An 83-year-old man arrived to the emergency department 3 hours after presenting with left hemiplegia, dysarthria, right gaze preference, and a NIHSS score of 15. CTA and CT perfusion imaging confirmed an LVO in the right ICA (Figure 1 and Figure 2).

The patient was given a full dose of intravenous tPA, and we decided to aspirate using the 5MAX ACE catheter (Figure 3 and Figure 4). TICI 3 recanalization was achieved 30 minutes after groin puncture, and 48 hours later, his NIHSS score decreased to 2 (Figure 5).


Ian Kaminsky, MD
Lahey Hospital & Medical Center
Burlington, Massachusetts


A 40-year-old woman, last known well at 11:00 AM, arrived to the emergency department presenting with right MCA syndrome and an NIHSS score of 28. CTA showed an occluded right M1. The patient was given intravenous tPA but decompensated clinically, requiring intubation prior to being transferred to Lahey Hospital & Medical Center.

Intervention began at 2:00 PM. A right M1 occlusion was confirmed via angiography (Figure 1). We decided to use a 5MAX ACE catheter delivered over a 3MAX catheter to aspirate the thrombus. Groin puncture to TICI 3 recanalization time was 33 minutes. The patient’s NIHSS score at discharge was 0.

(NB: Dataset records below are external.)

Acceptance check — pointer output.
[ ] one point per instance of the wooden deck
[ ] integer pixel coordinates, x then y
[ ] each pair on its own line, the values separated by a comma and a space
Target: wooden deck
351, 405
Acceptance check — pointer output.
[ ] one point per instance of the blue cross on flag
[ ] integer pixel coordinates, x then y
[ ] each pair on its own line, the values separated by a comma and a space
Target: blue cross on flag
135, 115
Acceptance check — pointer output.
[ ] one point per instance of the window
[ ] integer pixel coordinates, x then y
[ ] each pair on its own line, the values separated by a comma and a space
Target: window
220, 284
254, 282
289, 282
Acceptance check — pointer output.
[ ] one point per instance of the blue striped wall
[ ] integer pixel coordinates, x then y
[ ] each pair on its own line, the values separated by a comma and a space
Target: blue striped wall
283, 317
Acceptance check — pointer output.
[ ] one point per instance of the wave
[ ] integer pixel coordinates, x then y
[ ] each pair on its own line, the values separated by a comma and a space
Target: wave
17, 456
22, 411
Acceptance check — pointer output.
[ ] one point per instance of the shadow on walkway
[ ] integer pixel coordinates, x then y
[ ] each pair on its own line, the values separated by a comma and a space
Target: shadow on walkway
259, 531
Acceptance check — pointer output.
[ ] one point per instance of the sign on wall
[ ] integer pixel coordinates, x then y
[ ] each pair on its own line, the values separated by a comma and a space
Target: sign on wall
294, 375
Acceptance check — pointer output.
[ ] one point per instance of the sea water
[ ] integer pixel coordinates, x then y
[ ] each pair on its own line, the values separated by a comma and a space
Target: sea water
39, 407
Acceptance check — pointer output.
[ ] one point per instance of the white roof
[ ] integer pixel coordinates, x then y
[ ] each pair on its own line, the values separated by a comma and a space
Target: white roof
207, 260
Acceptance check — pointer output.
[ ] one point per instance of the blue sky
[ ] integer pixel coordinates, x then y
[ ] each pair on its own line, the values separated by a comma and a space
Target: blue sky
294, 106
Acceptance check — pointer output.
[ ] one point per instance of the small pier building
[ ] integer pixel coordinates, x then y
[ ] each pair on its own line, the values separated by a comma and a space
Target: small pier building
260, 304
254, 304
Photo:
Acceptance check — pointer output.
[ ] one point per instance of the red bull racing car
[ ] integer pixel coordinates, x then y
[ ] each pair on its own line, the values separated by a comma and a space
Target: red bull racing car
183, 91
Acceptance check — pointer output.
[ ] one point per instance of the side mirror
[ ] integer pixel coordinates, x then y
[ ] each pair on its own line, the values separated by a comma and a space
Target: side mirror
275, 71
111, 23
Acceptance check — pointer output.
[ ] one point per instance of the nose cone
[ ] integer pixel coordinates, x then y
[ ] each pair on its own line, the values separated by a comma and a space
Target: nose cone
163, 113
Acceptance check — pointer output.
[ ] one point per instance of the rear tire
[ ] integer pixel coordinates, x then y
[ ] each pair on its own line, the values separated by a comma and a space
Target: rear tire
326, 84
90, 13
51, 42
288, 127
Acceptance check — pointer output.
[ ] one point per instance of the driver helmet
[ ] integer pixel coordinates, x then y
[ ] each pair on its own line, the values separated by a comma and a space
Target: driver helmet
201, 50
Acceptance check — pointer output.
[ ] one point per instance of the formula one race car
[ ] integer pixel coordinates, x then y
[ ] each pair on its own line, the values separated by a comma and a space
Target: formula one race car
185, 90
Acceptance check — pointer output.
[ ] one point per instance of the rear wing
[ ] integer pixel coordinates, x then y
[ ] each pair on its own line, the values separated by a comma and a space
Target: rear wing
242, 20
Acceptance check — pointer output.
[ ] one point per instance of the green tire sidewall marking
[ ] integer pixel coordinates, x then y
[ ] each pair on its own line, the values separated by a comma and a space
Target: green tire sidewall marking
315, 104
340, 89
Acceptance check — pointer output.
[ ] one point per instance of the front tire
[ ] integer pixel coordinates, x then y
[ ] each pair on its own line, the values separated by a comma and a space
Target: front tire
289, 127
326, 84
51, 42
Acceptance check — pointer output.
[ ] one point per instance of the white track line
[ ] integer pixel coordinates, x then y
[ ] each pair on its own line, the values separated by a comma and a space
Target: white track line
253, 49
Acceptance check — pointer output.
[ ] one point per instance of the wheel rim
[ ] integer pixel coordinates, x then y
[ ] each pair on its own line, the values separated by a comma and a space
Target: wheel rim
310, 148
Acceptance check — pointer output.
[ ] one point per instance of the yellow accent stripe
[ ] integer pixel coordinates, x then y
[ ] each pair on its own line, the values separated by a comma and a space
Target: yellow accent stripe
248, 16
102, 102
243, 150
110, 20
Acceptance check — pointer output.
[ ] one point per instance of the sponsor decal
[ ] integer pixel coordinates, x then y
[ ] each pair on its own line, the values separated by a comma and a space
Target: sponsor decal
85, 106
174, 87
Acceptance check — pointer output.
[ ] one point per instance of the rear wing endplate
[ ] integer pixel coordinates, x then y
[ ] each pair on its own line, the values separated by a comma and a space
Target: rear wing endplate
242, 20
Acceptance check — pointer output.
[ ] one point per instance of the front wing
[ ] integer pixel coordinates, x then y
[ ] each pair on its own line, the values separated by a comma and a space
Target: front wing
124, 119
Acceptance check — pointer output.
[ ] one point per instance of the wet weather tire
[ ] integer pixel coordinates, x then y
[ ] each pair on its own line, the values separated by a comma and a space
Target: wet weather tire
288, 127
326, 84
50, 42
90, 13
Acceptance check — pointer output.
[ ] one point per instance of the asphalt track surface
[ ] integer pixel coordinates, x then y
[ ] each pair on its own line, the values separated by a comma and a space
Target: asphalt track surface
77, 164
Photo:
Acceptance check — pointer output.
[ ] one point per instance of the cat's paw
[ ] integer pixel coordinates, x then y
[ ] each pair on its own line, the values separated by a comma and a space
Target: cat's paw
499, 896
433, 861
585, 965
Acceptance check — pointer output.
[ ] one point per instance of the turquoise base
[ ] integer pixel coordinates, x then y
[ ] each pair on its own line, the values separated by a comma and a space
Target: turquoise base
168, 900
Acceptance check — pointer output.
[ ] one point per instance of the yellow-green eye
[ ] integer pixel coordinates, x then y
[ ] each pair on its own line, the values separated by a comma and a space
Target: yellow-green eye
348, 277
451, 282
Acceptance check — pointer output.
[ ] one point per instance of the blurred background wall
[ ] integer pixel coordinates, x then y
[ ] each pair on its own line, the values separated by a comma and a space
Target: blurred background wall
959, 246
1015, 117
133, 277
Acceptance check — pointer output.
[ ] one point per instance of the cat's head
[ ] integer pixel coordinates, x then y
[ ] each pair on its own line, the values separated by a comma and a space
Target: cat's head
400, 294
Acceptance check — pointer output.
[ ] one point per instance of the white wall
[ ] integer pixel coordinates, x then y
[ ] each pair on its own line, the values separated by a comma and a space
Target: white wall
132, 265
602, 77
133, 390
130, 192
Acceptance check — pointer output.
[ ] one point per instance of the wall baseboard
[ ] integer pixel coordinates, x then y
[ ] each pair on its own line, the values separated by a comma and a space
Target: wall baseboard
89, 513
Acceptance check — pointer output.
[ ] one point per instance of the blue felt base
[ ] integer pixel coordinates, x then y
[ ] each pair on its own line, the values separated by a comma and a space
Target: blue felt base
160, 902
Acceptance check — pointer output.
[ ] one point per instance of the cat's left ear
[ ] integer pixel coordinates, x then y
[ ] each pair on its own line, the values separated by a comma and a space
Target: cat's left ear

The Penumbra System with ACE and ACE64 reperfusion catheters is a proven, safe, and effective go-to device to achieve revascularization in patients with AIS secondary to LVO. ACE technology offers superb trackability and a large inner lumen that maximizes thrombus engagement and offers versatility if adjunctive devices are needed. We look forward to the continued evolution of thrombectomy approaches and believe that the Penumbra System deserves strong consideration as a primary frontline tool to treat AIS.